Nakamoto: Jorge is a very strong rider, and beating him is never going to be a simple matter. Dani has been champion in both 125 and 250, but this is the first time he's been in a serious fight for the MotoGP title. Until now, he's always been behind, chasing the leaders, and I don't think he's really felt the pressure yet. To become champion, you have to first catch up and then get in front. So for Dani, the real fight is just about to start. In the rounds to come, many of the circuits are favorites of Dani's but I'm sure Jorge is determined to win. If Dani keeps racing the way he did today, I think we can look forward to some close fights.
It was unfortunate that Casey Stoner had to go back to Australia for an operation.

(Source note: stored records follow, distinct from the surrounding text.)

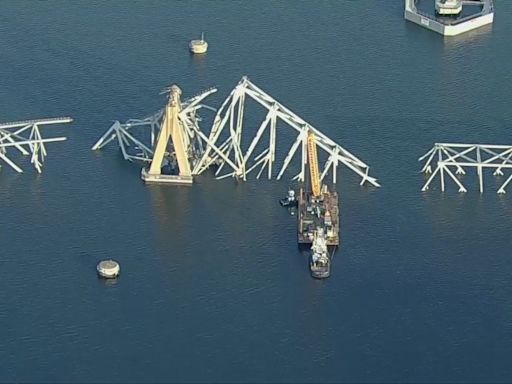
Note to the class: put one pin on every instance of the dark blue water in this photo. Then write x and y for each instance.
(213, 287)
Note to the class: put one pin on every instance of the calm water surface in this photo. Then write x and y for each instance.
(213, 287)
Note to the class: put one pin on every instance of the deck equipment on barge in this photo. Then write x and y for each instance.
(318, 208)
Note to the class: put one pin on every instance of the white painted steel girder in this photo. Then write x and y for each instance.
(229, 151)
(25, 137)
(452, 159)
(224, 145)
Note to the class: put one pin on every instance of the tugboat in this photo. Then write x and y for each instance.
(290, 200)
(320, 263)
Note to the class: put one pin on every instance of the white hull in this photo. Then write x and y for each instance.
(483, 18)
(198, 46)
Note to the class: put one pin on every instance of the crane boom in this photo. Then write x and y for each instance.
(313, 165)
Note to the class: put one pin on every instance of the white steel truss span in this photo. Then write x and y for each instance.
(452, 159)
(224, 146)
(134, 148)
(229, 151)
(25, 137)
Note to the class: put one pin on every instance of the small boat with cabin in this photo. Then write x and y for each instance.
(320, 262)
(198, 46)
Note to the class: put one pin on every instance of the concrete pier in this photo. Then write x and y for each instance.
(451, 27)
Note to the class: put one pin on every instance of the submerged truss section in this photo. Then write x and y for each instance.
(137, 148)
(25, 137)
(225, 147)
(228, 146)
(452, 159)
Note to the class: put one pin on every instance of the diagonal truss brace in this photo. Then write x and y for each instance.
(452, 159)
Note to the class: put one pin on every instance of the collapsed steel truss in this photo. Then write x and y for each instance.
(225, 144)
(230, 152)
(133, 148)
(25, 137)
(459, 156)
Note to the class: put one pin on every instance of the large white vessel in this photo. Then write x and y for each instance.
(198, 46)
(448, 7)
(320, 263)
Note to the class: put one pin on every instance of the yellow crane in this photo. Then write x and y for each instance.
(313, 165)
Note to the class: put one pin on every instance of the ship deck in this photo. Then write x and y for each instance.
(311, 215)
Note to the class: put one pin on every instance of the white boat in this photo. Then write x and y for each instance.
(320, 263)
(448, 7)
(198, 46)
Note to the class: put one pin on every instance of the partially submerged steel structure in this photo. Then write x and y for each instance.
(183, 143)
(25, 137)
(452, 159)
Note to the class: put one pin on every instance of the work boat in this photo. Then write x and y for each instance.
(198, 46)
(290, 200)
(320, 263)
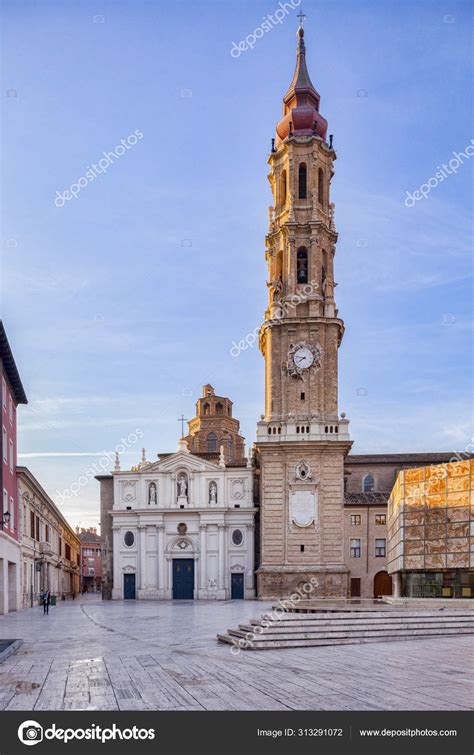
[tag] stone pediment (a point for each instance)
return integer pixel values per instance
(182, 460)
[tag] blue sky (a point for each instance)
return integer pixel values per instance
(122, 303)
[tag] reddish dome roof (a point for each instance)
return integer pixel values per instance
(301, 113)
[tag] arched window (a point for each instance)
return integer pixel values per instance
(283, 188)
(302, 181)
(302, 265)
(320, 186)
(368, 484)
(212, 443)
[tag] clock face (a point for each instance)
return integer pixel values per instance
(303, 358)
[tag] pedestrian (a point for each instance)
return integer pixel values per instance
(46, 602)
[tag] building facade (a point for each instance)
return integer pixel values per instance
(91, 559)
(301, 441)
(10, 555)
(50, 549)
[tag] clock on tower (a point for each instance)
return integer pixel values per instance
(301, 440)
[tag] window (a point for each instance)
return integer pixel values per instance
(355, 548)
(283, 188)
(320, 186)
(212, 443)
(368, 484)
(380, 547)
(237, 537)
(302, 181)
(302, 265)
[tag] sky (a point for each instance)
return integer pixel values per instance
(121, 303)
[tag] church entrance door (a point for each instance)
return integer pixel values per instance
(183, 579)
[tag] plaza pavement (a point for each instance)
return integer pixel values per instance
(132, 655)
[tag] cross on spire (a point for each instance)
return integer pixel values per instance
(182, 419)
(301, 18)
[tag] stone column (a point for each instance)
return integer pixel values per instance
(221, 552)
(203, 559)
(142, 555)
(161, 557)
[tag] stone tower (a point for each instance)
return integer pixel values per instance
(301, 441)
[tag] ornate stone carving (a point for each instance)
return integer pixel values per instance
(129, 490)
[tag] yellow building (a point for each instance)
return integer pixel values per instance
(431, 531)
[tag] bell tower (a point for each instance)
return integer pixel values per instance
(301, 440)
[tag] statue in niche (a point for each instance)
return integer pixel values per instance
(152, 493)
(182, 486)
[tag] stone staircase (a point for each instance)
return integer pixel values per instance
(345, 627)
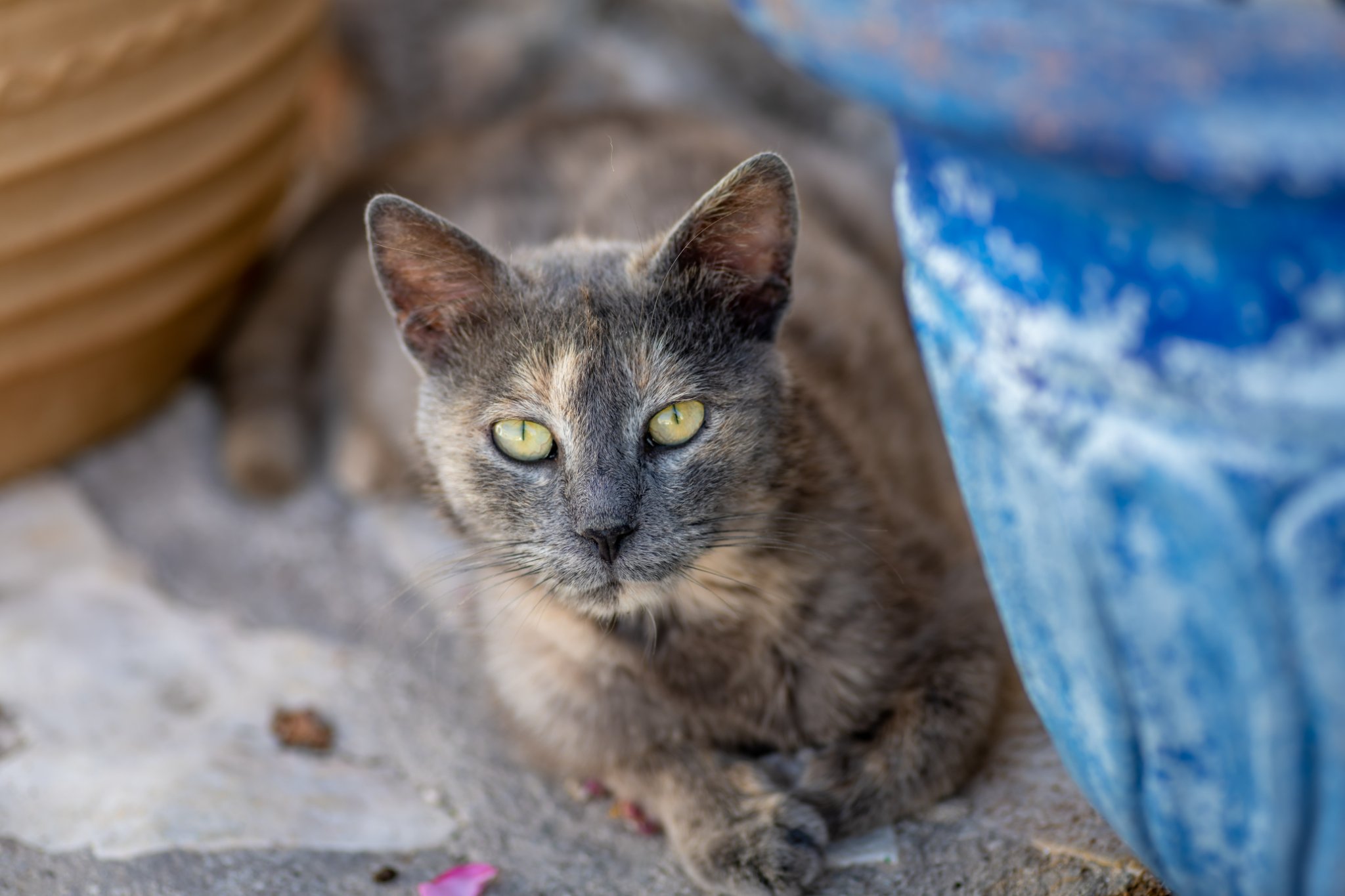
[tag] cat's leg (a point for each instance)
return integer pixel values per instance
(735, 830)
(935, 726)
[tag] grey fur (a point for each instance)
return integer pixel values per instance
(795, 580)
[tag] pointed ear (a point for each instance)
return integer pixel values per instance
(431, 272)
(739, 242)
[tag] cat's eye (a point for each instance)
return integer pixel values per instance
(677, 422)
(523, 440)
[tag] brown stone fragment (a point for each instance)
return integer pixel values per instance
(301, 730)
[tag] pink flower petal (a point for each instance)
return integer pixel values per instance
(463, 880)
(634, 817)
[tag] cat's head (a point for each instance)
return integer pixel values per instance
(602, 414)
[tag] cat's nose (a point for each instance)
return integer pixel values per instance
(608, 540)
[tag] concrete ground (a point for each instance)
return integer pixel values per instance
(151, 624)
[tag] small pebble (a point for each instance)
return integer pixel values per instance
(301, 730)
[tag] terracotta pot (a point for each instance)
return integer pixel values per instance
(144, 147)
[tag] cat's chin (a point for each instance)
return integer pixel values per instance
(615, 599)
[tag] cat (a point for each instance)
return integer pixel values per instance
(695, 463)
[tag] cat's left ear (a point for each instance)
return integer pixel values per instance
(431, 273)
(739, 242)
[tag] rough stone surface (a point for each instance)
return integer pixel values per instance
(151, 622)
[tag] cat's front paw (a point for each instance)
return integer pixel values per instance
(774, 847)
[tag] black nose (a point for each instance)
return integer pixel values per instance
(608, 540)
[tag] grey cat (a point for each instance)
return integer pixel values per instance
(699, 473)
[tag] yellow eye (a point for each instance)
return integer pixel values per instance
(523, 440)
(677, 422)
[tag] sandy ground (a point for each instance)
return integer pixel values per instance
(151, 622)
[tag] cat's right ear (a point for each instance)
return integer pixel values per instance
(431, 273)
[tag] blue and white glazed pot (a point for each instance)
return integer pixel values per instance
(1125, 234)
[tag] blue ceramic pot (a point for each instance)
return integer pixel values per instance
(1125, 230)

Nakamoto: It was only on Thursday morning, the day before the start of the Czech GP, that Casey announced he needed this operation. After Indianapolis he sent the results of his MRI scans to his specialist in Australia, and his doctor's judgment was that this injury was so severe that without emergency surgery Casey might lose the use of his foot. I told him to go do it immediately. Of course we can't tell how long he will need to recover until we see the results of the operation, but I hope he comes back to us soon. Just in case he doesn't recover in time, we have Superbike rider Jonathan Rea taking part in the tests to be ready as substitute if needed. I hope to see Casey back and well soon, though.
Laguna Seca, Indianapolis, Brno – three very different and distinctive circuits. Winning all three must make your development team feel very confident now.
Nakamoto: True. It's too bad about Casey's injury, but otherwise results up to now have been good for us. There are six races left. It won't be easy defeating Jorge, but Repsol Honda Team is going to try to win all six.